If God is human-oriented, wouldn’t you expect him to create a universe in which humans feature prominently? You’d expect humans to occupy most of the universe, existing across time. Yet that isn’t the kind of universe we live in. Humans are very small, and space, as Douglas Adams once put it, “is big, really really big”....
Clearly, there is a discrepancy between the kind of universe we would expect a human-oriented God to create, and the universe we live in. How can we explain it? Surely the simplest explanation is that God doesn’t exist. The spatial and temporal size of the universe gives us reason to be atheists.
To be honest, when I come across an atheist telling theists what one would expect if God exists, I have come to expect that a bit of fast sophistry is coming this way. That's not quite the case here, and yet there are reasons why this kind of argument is relatively little used (although I have been seeing it more often than usual in the past few years).
(1) The argument depends crucially on what one would expect given what religious texts say about God. This is reasonable, but it requires consistent application. The texts in question don't just talk about human importance; they also talk about the grandeur of the cosmos. The point of Job 38 and following is certainly not that the world is a small and cozy one. What is more, it's not as if this is entirely unaddressed in the texts themselves:
When I look at your heavens, the work of your fingers,
the moon and the stars, which you have set in place,
what is man that you are mindful of him,
and the son of man that you care for him?
Yet you have made him a little lower than the heavenly beings
and crowned him with glory and honor.
The religious texts themselves, in other words, show no sign of expecting a small and cozy universe; given that "the heavens are telling the glory of God", they even at times insist on how extraordinary the world is in order to make the point that its Creator is even greater. The thing they portray as surprising is not that the universe is vast but that human beings are significant, and they affirm both. If you are going to talk about what can be expected on the basis of claims made in religious texts, one has to take in the whole; and there is another strand of those texts which plays up the vastness and power displayed in creation precisely in order to speak about the power and wisdom of God.

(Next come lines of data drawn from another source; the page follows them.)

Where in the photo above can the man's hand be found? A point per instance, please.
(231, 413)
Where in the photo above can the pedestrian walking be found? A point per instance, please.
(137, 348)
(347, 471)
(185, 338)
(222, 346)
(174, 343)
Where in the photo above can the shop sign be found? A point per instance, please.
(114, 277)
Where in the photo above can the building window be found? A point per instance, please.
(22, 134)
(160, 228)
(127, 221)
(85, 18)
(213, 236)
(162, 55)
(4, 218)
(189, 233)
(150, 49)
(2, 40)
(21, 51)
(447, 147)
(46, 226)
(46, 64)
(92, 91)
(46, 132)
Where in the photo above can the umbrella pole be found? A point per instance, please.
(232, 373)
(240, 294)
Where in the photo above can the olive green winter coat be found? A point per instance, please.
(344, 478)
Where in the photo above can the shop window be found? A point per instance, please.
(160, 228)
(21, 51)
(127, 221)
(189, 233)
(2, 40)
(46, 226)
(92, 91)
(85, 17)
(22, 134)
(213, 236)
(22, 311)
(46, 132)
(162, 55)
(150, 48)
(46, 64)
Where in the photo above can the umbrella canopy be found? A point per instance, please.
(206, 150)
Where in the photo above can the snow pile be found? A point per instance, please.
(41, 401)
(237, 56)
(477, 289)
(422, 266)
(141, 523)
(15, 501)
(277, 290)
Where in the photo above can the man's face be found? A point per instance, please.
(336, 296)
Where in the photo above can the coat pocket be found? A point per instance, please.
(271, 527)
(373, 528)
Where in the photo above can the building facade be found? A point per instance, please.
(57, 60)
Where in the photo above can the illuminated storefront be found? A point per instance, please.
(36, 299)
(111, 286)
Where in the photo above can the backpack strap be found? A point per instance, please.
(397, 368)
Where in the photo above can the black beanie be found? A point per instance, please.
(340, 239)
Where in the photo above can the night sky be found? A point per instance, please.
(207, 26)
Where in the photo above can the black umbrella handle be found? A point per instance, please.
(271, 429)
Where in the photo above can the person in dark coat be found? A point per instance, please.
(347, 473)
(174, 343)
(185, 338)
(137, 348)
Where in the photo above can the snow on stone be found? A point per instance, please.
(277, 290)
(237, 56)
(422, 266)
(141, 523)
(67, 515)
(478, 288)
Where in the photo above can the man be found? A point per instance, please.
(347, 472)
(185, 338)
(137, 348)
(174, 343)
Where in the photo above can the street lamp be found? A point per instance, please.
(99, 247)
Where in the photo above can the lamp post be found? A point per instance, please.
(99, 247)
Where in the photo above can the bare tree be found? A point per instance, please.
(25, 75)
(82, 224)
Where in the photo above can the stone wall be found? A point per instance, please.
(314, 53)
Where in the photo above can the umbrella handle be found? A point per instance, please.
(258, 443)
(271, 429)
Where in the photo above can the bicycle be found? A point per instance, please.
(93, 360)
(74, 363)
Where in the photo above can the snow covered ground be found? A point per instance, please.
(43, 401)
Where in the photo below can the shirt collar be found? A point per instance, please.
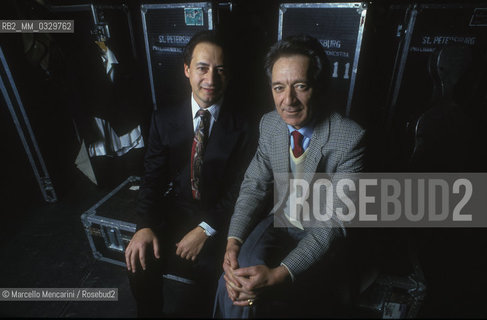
(213, 109)
(306, 131)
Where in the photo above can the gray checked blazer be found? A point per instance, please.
(337, 145)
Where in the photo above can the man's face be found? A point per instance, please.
(206, 74)
(291, 89)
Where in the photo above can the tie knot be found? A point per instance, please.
(203, 113)
(297, 136)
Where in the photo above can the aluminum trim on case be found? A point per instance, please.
(203, 5)
(118, 263)
(92, 210)
(282, 10)
(87, 225)
(210, 19)
(402, 64)
(143, 11)
(363, 15)
(323, 5)
(126, 226)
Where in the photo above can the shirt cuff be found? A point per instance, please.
(208, 229)
(290, 273)
(236, 238)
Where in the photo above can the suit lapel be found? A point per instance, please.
(220, 145)
(280, 147)
(181, 126)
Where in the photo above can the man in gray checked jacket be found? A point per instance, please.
(291, 271)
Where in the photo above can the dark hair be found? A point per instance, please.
(304, 45)
(210, 36)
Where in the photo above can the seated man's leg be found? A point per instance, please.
(146, 286)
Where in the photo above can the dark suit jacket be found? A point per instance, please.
(167, 169)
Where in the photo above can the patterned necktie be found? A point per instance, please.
(298, 143)
(198, 150)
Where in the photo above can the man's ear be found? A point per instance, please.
(186, 70)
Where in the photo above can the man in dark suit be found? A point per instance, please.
(194, 164)
(289, 271)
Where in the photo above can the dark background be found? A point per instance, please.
(44, 245)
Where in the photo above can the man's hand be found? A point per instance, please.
(254, 279)
(230, 263)
(191, 244)
(137, 247)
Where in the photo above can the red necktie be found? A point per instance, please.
(198, 150)
(298, 143)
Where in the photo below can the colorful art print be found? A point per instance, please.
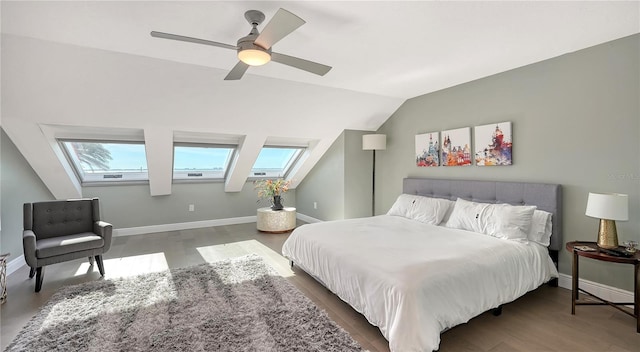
(456, 147)
(428, 149)
(493, 144)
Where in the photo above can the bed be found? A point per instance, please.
(415, 279)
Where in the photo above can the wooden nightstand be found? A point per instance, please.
(599, 255)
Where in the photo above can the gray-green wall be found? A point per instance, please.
(575, 121)
(123, 206)
(19, 184)
(340, 183)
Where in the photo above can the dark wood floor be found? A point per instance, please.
(539, 321)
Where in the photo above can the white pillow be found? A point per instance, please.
(498, 220)
(510, 222)
(541, 227)
(430, 210)
(419, 208)
(402, 206)
(467, 215)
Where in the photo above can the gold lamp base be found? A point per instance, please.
(607, 234)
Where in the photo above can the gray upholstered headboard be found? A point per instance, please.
(547, 197)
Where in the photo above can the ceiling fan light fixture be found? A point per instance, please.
(254, 57)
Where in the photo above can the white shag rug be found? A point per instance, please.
(234, 305)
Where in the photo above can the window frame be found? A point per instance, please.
(123, 180)
(195, 179)
(288, 167)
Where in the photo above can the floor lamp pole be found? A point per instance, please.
(373, 186)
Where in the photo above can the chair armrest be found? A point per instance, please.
(104, 230)
(29, 248)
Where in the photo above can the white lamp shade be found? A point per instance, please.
(374, 142)
(609, 206)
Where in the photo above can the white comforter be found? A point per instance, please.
(414, 280)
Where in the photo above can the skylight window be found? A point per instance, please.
(197, 162)
(96, 162)
(275, 162)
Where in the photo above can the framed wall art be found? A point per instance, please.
(428, 149)
(493, 144)
(456, 147)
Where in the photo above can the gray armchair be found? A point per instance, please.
(63, 230)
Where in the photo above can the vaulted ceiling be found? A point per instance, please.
(78, 68)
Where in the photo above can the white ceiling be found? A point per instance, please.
(382, 53)
(391, 48)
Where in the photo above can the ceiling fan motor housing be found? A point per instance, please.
(251, 53)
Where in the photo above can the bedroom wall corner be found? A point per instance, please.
(575, 121)
(324, 185)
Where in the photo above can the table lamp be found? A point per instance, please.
(608, 207)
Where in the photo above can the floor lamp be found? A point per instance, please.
(374, 142)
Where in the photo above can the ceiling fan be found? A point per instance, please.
(255, 48)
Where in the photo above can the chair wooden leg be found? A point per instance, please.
(39, 277)
(100, 264)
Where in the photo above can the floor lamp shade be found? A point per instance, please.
(608, 207)
(374, 142)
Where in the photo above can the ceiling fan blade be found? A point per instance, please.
(237, 71)
(282, 23)
(309, 66)
(192, 40)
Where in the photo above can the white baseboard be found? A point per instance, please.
(15, 264)
(307, 218)
(609, 293)
(130, 231)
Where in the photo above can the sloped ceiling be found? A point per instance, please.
(82, 68)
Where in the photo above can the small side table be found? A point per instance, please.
(276, 221)
(602, 256)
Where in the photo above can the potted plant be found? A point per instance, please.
(272, 190)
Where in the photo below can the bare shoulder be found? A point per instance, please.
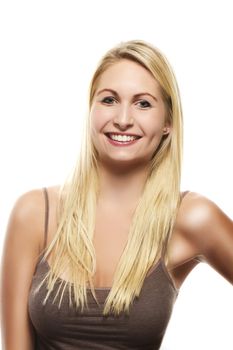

(2) More seriously, however, talk of what God can be expected to do is either dangerously ambiguous or an outright violation of the principle of remotion. When we talk about what can be 'expected', we can be taking the term either objectively or subjectively. Subjective expectation is irrelevant here (why would one's feeling be determinative here?), so the only thing that can be meant is that there is some causal requirement that God create a small universe if human beings are important. This point is always at least handwaved.
And it at least appears to violate the principle of remotion. As I've noted before, the principle of remotion is roughtly that God is known only by causal inference from effects and in such a way as not to fall under a genus. Thus anything that is said about God needs to be warranted by some causal pathway, taking the world or something else (like a religious text) as an effect. What is the actual causal warrant for saying that God would create a universe in which humans occupy most of the universe? The texts used to start the argument off can at most justify the claim that human beings are important; they don't even strictly require taking God to be "human-oriented", as opposed to simply caring about humans among many other things. So what causal reasoning is supporting these claims about what God would do? This is always glided over very quickly; and that suggests that the argument violates the principle of remotion.
(3) But perhaps the most problematic element of the argument is not what it says about God but what it says about human beings; it depends on a crabbed and limited view of human persons, and especially a crabbed and limited view of the excellence of human reason. Kant, on this point, at least, is far more accurate: the starry heavens above display the smallness of the human body, but the greatness of the human mind that is able to contemplate them. We know the vastness of the universe because we can study it; we are awed by the vastness of the universe because we are not merely crushed by an expanse of over two trillion galaxies but exhilarated by its awesomeness. Far from being unsuited to a vast universe, the human mind is immensely more at home in such a universe than in a universe supposed small, which is why people are so fascinated by astronomy, and, indeed, why we have astronomers at all.
Nor is this a new point. Ovid has the famous story that the distinctive feature of the human animal is that, unlike other animals, we stand upright in order to look at the stars, the point being that far from being intimidated by the starry skies, we are in some sense more at home taking as much of it in as we can than we are just rooting around in the earth. We have minds fascinated by apparently infinite expanse, exhilarated by countlessness, drawn on by endless vistas.
And this is where the argument most goes wrong. For it depends not merely on the claim that God, taking humans to be important, would create a world to fit humans, but also on the claim that a world to fit humans would have to be a small world. This derogatory view of the human mind is simply false of human beings as we actually know them. Give us a vast ocean of stars, with endless new and surprising things; that's the universe appropriate to our minds, where we find ourselves at our best. There is no mismatch at all.